A Polícia Federal enviou ao Supremo Tribunal Federal, nesta terça-feira (16), um relatório que registra nove ligações entre Henrique Vorcaro, pai do ex-controlador do Banco Master Daniel Vorcaro, e Manoel Mendes Rodrigues, apontado pela investigação como bicheiro, na véspera da fase da Operação Compliance Zero que levou Henrique à prisão.

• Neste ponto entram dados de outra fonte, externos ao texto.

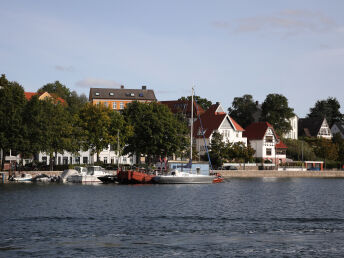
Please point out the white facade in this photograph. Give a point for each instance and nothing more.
(265, 148)
(107, 156)
(336, 128)
(293, 133)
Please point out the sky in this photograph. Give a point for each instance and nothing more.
(223, 48)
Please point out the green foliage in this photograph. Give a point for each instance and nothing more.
(299, 150)
(329, 108)
(276, 111)
(203, 102)
(156, 131)
(242, 110)
(12, 102)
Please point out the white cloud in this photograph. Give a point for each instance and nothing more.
(92, 82)
(64, 68)
(287, 22)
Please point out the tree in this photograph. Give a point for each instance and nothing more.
(57, 88)
(95, 122)
(156, 131)
(217, 150)
(276, 111)
(329, 108)
(12, 102)
(242, 110)
(203, 102)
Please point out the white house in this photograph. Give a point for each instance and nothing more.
(264, 140)
(215, 119)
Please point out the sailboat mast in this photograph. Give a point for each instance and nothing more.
(191, 124)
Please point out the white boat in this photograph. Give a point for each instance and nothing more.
(91, 176)
(189, 176)
(23, 178)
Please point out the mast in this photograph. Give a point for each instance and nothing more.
(191, 125)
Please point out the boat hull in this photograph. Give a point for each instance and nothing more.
(196, 179)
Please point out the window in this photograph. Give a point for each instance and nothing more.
(268, 151)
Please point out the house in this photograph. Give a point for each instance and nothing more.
(215, 119)
(45, 95)
(184, 108)
(314, 127)
(293, 121)
(117, 99)
(338, 127)
(264, 140)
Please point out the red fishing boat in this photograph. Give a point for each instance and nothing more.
(134, 177)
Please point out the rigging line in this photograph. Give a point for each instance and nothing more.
(205, 143)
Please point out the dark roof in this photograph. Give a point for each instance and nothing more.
(256, 131)
(310, 126)
(125, 94)
(183, 106)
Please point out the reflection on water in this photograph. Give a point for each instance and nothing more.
(242, 217)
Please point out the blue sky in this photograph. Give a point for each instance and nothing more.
(225, 48)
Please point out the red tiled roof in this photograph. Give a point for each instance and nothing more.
(256, 131)
(236, 125)
(29, 95)
(211, 121)
(281, 145)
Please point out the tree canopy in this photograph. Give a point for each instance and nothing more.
(276, 111)
(203, 102)
(156, 131)
(242, 110)
(329, 108)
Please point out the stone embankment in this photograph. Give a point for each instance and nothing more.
(275, 173)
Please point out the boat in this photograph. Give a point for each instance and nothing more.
(108, 179)
(134, 177)
(22, 178)
(193, 174)
(91, 176)
(68, 174)
(42, 178)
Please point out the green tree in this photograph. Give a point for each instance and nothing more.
(242, 110)
(95, 122)
(12, 102)
(217, 150)
(329, 108)
(276, 111)
(156, 131)
(203, 102)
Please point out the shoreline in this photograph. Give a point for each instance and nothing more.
(281, 174)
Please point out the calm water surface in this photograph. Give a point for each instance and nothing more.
(242, 217)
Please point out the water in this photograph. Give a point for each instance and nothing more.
(242, 217)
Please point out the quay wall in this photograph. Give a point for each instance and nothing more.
(276, 173)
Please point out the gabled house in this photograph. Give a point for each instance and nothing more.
(314, 127)
(215, 119)
(117, 99)
(184, 108)
(264, 140)
(338, 127)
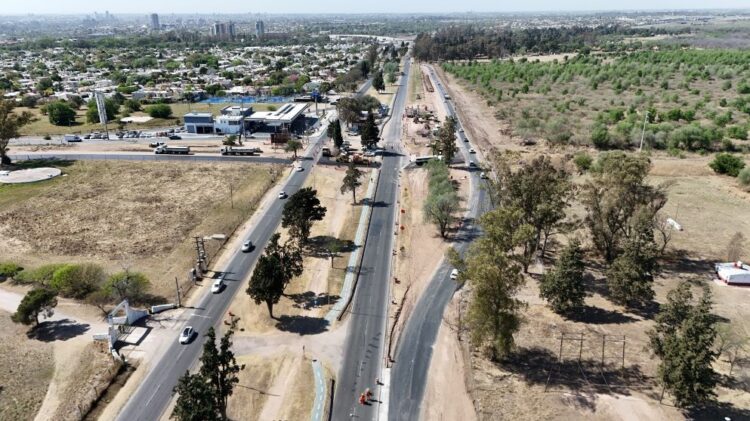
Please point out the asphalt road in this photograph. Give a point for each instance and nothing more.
(414, 351)
(155, 391)
(131, 156)
(364, 346)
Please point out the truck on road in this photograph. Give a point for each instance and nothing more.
(174, 150)
(240, 150)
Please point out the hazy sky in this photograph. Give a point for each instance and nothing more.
(346, 6)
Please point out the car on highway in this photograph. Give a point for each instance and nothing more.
(218, 285)
(187, 335)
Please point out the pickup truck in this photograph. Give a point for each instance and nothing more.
(239, 150)
(174, 150)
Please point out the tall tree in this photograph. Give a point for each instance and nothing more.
(616, 192)
(369, 131)
(630, 278)
(10, 124)
(351, 181)
(273, 272)
(377, 81)
(563, 286)
(204, 395)
(35, 302)
(300, 211)
(683, 338)
(293, 145)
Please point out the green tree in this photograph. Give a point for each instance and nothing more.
(293, 145)
(300, 211)
(159, 111)
(61, 114)
(683, 338)
(204, 395)
(726, 163)
(10, 124)
(127, 285)
(278, 265)
(630, 278)
(35, 302)
(563, 286)
(377, 81)
(616, 191)
(351, 181)
(111, 107)
(369, 131)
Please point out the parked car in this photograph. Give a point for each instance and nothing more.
(187, 335)
(217, 286)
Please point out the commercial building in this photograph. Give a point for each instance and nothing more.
(155, 25)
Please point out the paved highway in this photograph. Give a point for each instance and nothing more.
(364, 346)
(154, 393)
(414, 350)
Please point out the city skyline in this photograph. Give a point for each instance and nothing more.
(16, 7)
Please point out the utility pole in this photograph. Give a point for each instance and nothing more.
(643, 131)
(177, 288)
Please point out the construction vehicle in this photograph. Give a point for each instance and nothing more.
(173, 150)
(239, 150)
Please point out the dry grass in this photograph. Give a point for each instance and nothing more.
(26, 368)
(135, 214)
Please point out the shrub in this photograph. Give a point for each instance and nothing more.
(583, 161)
(9, 270)
(728, 164)
(77, 281)
(159, 111)
(41, 275)
(744, 177)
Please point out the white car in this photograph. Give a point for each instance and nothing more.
(187, 334)
(217, 286)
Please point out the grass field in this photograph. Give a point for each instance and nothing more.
(26, 368)
(136, 214)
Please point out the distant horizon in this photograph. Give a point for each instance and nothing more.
(341, 7)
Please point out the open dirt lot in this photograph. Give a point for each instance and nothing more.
(26, 367)
(135, 214)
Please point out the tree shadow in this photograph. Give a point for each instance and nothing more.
(57, 330)
(600, 316)
(537, 366)
(309, 299)
(302, 325)
(318, 246)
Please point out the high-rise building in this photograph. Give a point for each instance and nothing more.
(155, 22)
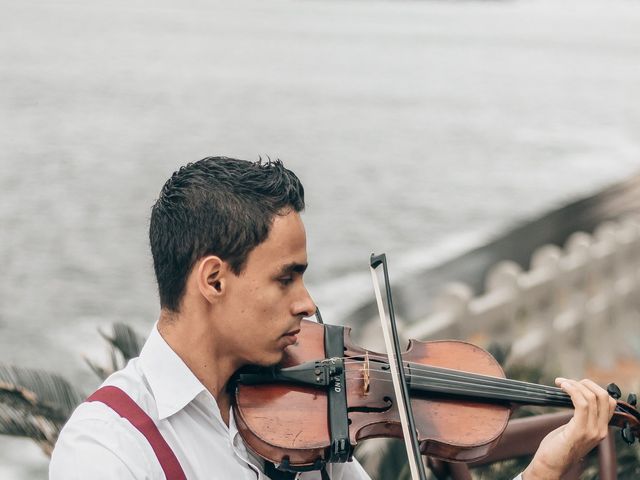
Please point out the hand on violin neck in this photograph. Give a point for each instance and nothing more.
(566, 445)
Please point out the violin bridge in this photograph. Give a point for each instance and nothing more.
(365, 373)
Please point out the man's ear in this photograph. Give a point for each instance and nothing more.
(211, 277)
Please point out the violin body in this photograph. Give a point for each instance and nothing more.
(289, 422)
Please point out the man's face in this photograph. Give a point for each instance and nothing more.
(263, 305)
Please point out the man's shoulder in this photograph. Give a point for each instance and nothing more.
(96, 433)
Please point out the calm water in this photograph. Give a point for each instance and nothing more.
(417, 128)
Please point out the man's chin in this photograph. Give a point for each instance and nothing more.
(271, 360)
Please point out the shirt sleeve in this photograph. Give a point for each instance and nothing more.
(100, 449)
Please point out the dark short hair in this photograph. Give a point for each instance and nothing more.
(216, 206)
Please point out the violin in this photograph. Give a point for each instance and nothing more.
(317, 404)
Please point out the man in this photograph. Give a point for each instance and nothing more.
(229, 252)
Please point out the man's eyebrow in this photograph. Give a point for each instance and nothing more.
(293, 267)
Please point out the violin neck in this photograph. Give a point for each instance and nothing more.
(476, 387)
(446, 382)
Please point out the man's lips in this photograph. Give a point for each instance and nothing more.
(291, 336)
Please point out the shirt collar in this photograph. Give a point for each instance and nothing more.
(173, 385)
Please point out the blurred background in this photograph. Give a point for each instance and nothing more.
(419, 128)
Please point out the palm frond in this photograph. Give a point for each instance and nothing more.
(124, 342)
(35, 404)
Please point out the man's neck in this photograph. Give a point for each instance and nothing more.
(193, 342)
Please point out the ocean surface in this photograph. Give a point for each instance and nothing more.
(418, 128)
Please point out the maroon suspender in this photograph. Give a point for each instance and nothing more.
(124, 406)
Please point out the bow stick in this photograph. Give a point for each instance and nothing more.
(397, 374)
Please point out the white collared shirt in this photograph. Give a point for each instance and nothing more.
(97, 443)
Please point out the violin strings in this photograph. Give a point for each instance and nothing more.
(481, 394)
(429, 368)
(465, 387)
(483, 379)
(512, 388)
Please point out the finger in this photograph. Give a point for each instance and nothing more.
(580, 403)
(606, 405)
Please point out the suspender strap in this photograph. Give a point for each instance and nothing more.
(123, 405)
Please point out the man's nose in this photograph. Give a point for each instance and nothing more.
(305, 306)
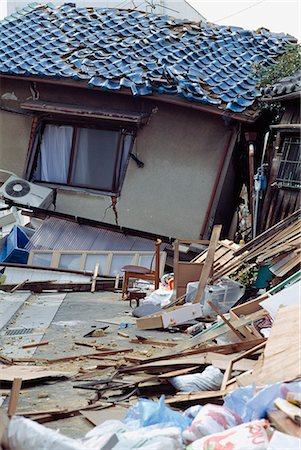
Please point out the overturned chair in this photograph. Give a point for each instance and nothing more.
(143, 273)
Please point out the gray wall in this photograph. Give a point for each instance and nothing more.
(181, 148)
(175, 8)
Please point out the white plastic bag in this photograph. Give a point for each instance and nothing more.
(209, 380)
(211, 419)
(248, 436)
(24, 434)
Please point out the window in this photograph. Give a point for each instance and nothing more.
(81, 157)
(290, 164)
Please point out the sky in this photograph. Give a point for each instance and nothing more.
(275, 15)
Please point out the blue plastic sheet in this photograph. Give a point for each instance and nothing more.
(146, 412)
(250, 405)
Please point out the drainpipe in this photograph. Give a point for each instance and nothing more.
(251, 138)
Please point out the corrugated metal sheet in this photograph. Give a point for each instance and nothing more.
(58, 234)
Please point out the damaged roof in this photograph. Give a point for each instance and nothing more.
(143, 53)
(284, 87)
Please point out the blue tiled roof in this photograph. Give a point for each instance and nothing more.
(288, 85)
(115, 49)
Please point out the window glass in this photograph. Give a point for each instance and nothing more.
(95, 156)
(289, 171)
(83, 157)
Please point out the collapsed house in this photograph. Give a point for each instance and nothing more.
(169, 100)
(282, 196)
(199, 357)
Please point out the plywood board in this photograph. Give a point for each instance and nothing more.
(28, 373)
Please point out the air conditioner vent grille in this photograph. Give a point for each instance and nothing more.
(17, 188)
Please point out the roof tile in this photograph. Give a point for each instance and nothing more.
(115, 49)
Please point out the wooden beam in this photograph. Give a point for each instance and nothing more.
(15, 391)
(95, 275)
(219, 313)
(208, 264)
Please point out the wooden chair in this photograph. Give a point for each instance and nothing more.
(144, 273)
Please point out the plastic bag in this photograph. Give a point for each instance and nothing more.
(223, 294)
(151, 438)
(281, 441)
(209, 380)
(211, 419)
(248, 436)
(146, 412)
(160, 297)
(250, 405)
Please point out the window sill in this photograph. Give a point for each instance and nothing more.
(77, 190)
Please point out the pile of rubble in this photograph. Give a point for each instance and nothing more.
(216, 367)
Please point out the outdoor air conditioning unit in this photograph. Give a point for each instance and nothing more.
(24, 193)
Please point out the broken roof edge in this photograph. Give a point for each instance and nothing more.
(163, 98)
(44, 213)
(137, 118)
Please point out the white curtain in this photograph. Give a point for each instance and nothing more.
(55, 153)
(94, 160)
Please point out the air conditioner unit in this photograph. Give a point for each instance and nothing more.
(24, 193)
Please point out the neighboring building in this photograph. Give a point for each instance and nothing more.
(283, 158)
(180, 9)
(132, 117)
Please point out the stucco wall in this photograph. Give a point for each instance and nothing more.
(182, 150)
(14, 138)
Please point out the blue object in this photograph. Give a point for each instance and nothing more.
(106, 46)
(13, 250)
(146, 412)
(264, 276)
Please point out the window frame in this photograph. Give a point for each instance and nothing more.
(34, 151)
(282, 154)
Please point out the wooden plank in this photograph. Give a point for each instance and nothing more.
(270, 232)
(226, 321)
(28, 373)
(170, 317)
(19, 286)
(35, 344)
(218, 360)
(155, 343)
(292, 411)
(210, 334)
(97, 417)
(204, 395)
(13, 400)
(207, 269)
(283, 348)
(94, 278)
(236, 359)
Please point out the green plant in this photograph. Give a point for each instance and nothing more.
(247, 275)
(288, 63)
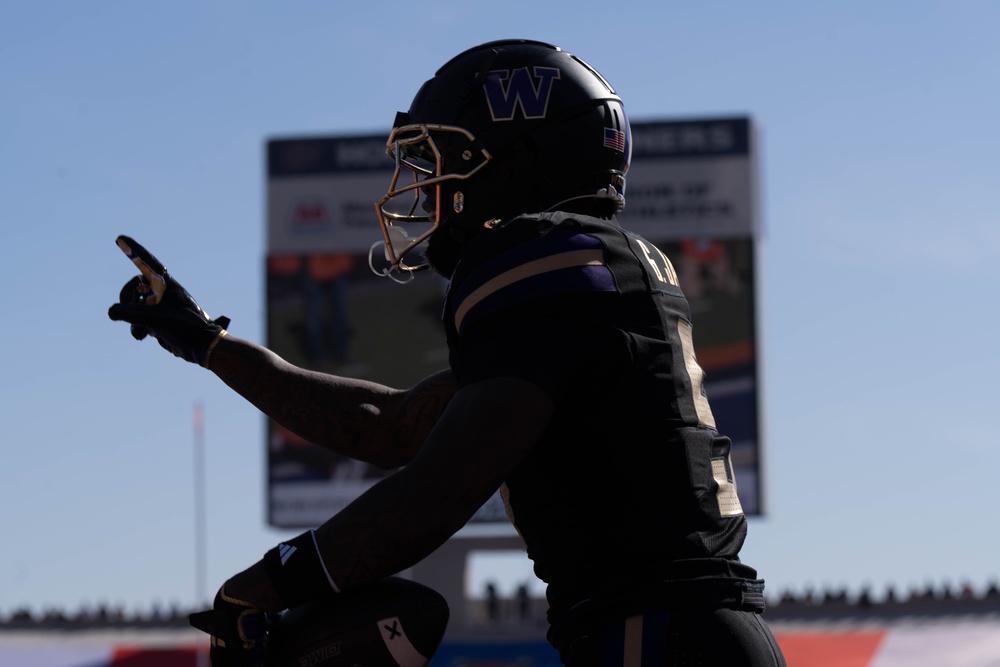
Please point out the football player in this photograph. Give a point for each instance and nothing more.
(572, 386)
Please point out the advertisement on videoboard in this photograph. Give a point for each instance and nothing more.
(691, 190)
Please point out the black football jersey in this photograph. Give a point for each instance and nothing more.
(629, 500)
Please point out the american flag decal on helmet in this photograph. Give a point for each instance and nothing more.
(614, 139)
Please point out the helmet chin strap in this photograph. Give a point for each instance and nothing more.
(399, 242)
(608, 192)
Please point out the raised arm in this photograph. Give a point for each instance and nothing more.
(356, 418)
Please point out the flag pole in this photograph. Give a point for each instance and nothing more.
(200, 537)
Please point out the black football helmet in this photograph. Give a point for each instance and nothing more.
(504, 128)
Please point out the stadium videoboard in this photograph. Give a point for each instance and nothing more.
(692, 190)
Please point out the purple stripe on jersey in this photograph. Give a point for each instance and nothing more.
(552, 243)
(570, 280)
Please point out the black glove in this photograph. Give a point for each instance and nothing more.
(238, 629)
(156, 304)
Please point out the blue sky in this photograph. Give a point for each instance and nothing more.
(879, 263)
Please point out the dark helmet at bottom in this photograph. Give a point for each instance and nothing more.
(504, 128)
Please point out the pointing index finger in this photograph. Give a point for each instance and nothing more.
(152, 270)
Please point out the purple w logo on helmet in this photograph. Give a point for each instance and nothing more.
(507, 90)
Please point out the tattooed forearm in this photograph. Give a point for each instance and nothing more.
(355, 418)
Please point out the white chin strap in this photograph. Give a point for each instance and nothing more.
(399, 242)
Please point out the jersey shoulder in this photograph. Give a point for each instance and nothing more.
(532, 260)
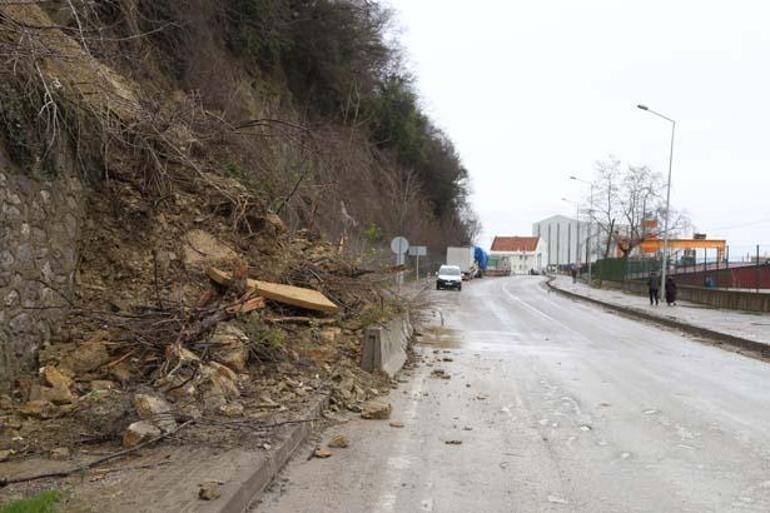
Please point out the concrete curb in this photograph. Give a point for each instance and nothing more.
(742, 343)
(385, 347)
(261, 471)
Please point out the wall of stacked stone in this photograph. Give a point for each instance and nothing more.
(39, 228)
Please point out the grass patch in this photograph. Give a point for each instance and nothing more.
(44, 502)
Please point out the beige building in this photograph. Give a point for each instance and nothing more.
(523, 254)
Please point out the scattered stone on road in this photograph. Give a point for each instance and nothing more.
(376, 410)
(320, 452)
(140, 432)
(59, 454)
(155, 410)
(210, 490)
(339, 442)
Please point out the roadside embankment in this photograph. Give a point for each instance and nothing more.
(741, 330)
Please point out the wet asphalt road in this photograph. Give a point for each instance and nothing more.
(560, 407)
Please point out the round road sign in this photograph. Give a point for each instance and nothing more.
(399, 245)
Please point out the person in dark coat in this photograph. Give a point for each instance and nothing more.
(670, 291)
(653, 285)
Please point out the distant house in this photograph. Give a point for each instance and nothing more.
(524, 254)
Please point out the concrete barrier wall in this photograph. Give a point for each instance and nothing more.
(717, 298)
(385, 346)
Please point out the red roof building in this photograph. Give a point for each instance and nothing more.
(507, 244)
(522, 254)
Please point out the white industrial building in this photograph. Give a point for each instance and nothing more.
(566, 240)
(523, 254)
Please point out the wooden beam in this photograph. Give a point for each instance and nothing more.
(288, 294)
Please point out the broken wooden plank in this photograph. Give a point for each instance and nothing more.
(247, 306)
(287, 294)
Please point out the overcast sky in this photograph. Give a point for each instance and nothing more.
(531, 92)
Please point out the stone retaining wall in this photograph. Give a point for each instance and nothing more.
(39, 228)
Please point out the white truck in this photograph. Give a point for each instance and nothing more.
(462, 257)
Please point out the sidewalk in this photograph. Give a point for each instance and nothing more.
(754, 328)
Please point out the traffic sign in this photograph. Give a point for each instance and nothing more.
(399, 245)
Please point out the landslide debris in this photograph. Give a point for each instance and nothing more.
(150, 341)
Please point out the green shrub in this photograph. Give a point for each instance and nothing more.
(44, 502)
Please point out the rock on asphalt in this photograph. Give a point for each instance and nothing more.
(569, 408)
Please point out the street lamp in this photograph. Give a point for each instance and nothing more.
(664, 257)
(577, 232)
(590, 222)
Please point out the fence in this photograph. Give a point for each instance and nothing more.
(749, 273)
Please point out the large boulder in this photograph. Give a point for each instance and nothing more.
(230, 346)
(155, 410)
(140, 432)
(376, 410)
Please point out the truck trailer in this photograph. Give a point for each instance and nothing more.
(464, 258)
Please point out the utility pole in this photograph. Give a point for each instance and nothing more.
(664, 257)
(589, 254)
(757, 268)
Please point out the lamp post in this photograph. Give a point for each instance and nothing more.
(577, 233)
(664, 257)
(590, 222)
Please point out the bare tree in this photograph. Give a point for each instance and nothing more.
(628, 199)
(606, 208)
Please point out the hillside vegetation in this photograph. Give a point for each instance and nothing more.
(302, 102)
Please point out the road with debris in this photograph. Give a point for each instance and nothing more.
(551, 406)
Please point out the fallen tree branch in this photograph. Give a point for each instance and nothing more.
(88, 466)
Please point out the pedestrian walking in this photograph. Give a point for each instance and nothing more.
(670, 291)
(653, 287)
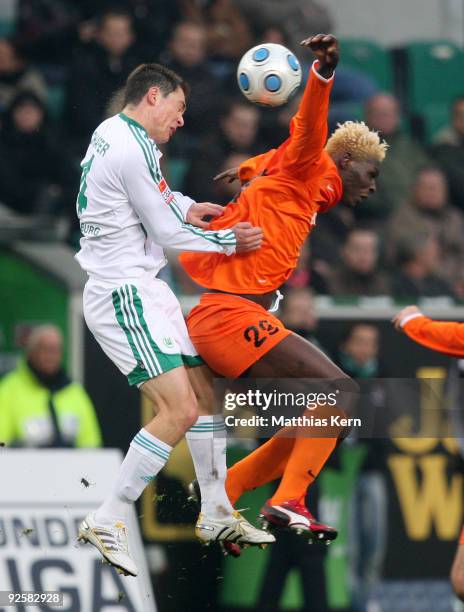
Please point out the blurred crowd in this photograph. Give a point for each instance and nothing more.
(62, 62)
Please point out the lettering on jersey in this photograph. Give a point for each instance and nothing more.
(258, 334)
(167, 194)
(88, 229)
(99, 143)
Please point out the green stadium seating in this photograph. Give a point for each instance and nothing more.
(370, 58)
(176, 169)
(436, 72)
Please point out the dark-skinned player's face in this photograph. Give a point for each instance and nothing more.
(359, 180)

O documento chegou ao gabinete do ministro André Mendonça, relator do caso, no mesmo dia em que a Segunda Turma do STF analisa a manutenção das prisões preventivas de Henrique Vorcaro e de Felipe Cançado Vorcaro, primo de Daniel. Para a PF, os contatos reforçam a suspeita de articulação externa para proteger o grupo investigado às vésperas da ação policial.
O relatório não informa o conteúdo das conversas nem esclarece se os investigadores tiveram acesso a gravações ou apenas aos registros telefônicos. Ainda assim, a sequência de chamadas entrou no centro da discussão sobre a necessidade de manter as custódias, porque a PF sustenta que havia risco de interferência na investigação.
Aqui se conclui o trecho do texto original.